Claro que ao ouvir o seu nome, ficou assustado, mas o “marabu” com toda a calma informou que conhecendo toda a população local, tal nome não lhe dizia nada. Disse mesmo: Este aqui é meu filho e chama-se XPTO (um nome afeto à sua família) … para não criar suspeitas. O Pide lá se foi embora, continuando a sua pesquisa, presumindo com certeza que o indivíduo que procurava se tinha ausentado para o mato, dado que nunca mais apareceu por aquelas bandas.

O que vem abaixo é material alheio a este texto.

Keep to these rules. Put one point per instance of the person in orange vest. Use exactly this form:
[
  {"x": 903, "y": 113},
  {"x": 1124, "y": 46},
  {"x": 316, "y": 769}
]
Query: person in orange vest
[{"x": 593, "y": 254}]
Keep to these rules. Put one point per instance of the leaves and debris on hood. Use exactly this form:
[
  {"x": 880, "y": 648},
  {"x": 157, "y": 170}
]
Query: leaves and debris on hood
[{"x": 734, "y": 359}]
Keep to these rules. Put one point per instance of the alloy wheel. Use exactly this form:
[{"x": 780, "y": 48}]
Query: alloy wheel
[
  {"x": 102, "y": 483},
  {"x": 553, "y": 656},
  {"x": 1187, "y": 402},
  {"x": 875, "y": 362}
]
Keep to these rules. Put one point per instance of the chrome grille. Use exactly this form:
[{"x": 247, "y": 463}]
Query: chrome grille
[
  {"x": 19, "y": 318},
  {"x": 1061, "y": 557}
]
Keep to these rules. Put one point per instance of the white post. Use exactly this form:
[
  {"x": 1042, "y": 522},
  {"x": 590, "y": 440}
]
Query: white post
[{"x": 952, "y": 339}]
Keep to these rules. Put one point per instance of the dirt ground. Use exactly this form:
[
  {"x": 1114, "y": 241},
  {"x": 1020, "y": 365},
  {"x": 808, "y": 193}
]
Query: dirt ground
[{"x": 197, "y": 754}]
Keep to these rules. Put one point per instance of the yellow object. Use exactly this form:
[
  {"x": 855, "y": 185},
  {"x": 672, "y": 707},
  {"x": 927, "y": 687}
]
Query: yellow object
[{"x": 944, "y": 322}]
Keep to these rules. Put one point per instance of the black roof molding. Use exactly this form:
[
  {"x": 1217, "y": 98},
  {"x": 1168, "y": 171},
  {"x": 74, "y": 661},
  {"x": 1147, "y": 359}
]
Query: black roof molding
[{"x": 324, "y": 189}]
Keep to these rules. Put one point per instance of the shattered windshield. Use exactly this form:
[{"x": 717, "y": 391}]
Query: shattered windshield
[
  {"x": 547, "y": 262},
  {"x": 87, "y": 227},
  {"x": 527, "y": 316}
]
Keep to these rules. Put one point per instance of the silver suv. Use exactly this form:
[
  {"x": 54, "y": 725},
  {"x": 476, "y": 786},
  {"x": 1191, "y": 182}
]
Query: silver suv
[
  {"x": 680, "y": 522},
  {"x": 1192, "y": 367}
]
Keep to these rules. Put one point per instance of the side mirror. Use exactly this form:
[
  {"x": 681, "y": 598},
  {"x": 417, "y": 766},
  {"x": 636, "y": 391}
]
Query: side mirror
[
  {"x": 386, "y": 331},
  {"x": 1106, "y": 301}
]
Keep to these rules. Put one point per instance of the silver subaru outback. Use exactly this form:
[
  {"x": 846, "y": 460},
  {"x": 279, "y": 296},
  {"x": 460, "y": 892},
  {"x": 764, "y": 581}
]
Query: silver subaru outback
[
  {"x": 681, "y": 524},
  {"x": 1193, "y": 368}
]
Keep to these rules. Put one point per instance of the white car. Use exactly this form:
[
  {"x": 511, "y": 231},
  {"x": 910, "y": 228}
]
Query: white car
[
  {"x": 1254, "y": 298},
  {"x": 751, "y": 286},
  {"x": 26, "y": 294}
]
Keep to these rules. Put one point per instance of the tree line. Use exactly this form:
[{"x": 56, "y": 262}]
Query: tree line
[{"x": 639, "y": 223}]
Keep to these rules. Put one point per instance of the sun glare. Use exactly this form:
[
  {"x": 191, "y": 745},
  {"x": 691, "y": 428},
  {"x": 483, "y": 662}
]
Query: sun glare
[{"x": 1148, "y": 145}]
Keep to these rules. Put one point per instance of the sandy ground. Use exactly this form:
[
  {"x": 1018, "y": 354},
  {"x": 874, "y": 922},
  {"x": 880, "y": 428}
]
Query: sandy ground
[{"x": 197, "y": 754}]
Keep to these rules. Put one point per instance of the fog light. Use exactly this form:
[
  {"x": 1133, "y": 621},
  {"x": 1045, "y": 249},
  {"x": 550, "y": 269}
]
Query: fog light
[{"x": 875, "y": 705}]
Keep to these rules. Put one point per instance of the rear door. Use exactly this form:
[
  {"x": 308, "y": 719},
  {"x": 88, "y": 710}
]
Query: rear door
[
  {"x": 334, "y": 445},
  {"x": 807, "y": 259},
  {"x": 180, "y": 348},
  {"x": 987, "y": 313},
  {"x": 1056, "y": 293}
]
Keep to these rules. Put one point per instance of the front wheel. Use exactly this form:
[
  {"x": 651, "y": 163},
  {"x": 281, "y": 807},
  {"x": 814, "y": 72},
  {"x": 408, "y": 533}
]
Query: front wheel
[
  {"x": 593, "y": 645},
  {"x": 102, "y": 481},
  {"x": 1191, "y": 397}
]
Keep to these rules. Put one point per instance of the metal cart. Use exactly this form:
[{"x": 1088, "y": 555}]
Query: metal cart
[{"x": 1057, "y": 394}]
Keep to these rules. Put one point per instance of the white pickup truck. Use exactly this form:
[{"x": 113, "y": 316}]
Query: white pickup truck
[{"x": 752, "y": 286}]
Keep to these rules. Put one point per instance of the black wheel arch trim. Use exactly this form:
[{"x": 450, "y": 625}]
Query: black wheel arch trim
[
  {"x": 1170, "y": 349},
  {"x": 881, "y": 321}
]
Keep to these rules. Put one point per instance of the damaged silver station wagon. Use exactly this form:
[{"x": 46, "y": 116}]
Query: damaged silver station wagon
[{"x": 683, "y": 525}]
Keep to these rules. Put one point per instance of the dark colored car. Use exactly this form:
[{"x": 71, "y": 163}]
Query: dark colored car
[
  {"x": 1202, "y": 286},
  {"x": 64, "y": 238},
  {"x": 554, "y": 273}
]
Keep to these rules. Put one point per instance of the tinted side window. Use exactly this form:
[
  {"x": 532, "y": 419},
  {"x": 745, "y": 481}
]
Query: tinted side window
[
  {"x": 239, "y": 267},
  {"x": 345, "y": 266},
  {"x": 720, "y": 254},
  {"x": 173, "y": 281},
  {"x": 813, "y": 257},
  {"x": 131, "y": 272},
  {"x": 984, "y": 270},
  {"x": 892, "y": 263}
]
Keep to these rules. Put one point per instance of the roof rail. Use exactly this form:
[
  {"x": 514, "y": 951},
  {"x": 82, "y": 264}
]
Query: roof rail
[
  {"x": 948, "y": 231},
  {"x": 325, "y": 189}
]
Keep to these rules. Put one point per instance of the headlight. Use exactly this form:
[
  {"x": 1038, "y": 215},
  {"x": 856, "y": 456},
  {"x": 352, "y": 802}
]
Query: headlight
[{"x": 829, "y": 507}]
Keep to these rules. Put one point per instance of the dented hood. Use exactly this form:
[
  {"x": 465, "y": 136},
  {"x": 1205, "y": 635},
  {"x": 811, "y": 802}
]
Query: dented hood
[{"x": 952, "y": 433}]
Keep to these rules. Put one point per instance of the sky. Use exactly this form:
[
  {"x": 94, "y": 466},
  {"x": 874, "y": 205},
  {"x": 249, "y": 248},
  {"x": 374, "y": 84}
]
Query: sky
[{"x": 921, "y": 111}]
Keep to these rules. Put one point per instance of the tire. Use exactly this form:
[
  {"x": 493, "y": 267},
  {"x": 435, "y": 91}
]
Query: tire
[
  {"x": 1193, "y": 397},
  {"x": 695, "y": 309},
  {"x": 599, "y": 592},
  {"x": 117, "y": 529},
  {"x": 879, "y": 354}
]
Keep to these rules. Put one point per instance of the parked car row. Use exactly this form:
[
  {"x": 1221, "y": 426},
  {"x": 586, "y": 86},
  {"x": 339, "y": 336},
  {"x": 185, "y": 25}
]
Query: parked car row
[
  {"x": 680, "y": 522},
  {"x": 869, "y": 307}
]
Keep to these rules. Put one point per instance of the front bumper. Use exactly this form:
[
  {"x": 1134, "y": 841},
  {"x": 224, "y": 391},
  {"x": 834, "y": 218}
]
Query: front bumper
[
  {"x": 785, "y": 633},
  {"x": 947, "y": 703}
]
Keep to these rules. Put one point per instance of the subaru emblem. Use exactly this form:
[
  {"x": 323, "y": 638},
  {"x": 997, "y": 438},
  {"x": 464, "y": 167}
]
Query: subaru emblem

Comovido pela atitude do “marabu” que o salvou da prisão, dedicou-lhe uma amizade profunda, tendo-se convertido ao Islão com toda a sua família.
A vida continuou, apareceram mais filhos, aos quais foram dados nomes próprios e sobrenomes da família do “marabu”. Um deles hoje é padre católico. É o Padre Keiolando Abdulai Jakité

a) Mussulmano que dirige as orações nas Mesquitas e da formação catequética das crianças. Pessoa querida pela postura na vida e pelo respeito que merece face à posto que ocupa na religião, tal como os nossos padres das Igrejas Cristãs.